You may not remember it by name but you will remember it. You must. Hasn’t everyone seen every single Friend’s episode at least 20 gazillion times now that it is on TNT or Life or something? For those of you that forgot the name, it is: The One with the Chicken Pox Episode #47. That doesn’t give it away. The main plot of the episode was Charlie Sheen coming home from military leave to spend it with Phoebe and then the both of them getting chicken pox. However, it is the subplot that caught my attention. Monica is hot and heavy with Richard (Tom Selluck) at this point and she is very upset that Richard does not have a “thing.” He eventually comes up with something that satisfies her. I think it is that he has to sleep on the east side of the bed. I don’t remember.
The other night I was getting into bed and I was struck with the magnitude and the multiplicity of my “things.” I become Monica Geller before I get into bed. I become worse than Monica Geller. There is a definite routine that must be followed or else I can not relax, let alone sleep. In fact, I was not getting into bed when I had this epiphany. I realized how freaky I was when I actually was in bed and because one of the steps had been overlooked I knew I could not sleep and had to get up and rectify things. Here is my list:
Tissue box is wedged between my bed and the nightstand and must be checked to make sure there are tissues in it.
New water glass must be filled with water and ice--old water glass must be in the kitchen. There cannot be two waterglasses on my nightstand.
Bedroom window must be open a crack, blinds must be shut turned up, not down.
Sheets must be tucked in at the bottom of the bed and blankets spread the right way across the bed.
My blue body pillow must be in reaching range.
Socks must be on my feet, regardless of anything else.

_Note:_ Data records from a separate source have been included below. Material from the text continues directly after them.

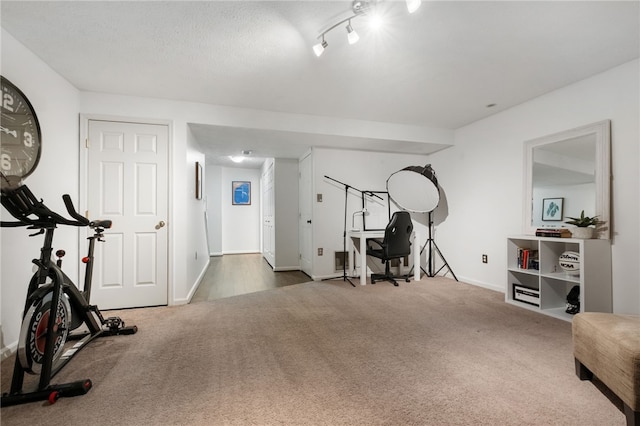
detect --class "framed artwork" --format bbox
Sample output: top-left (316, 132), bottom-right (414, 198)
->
top-left (232, 181), bottom-right (251, 205)
top-left (195, 162), bottom-right (203, 200)
top-left (542, 197), bottom-right (563, 221)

I am not sure that any of my “things” are the real freaky part of this nighttime ritual, it is the absolute necessity that I have for all this to be done before I get into bed and relax. Now that I have written this down, I wish that I had something more heartwarming like saying prayer or kissing my deceased Grandpa’s picture or the Walton’s goodnight shoutout on my list but it would be untrue. Maybe I can try to work it into the routine. I’ll let you know.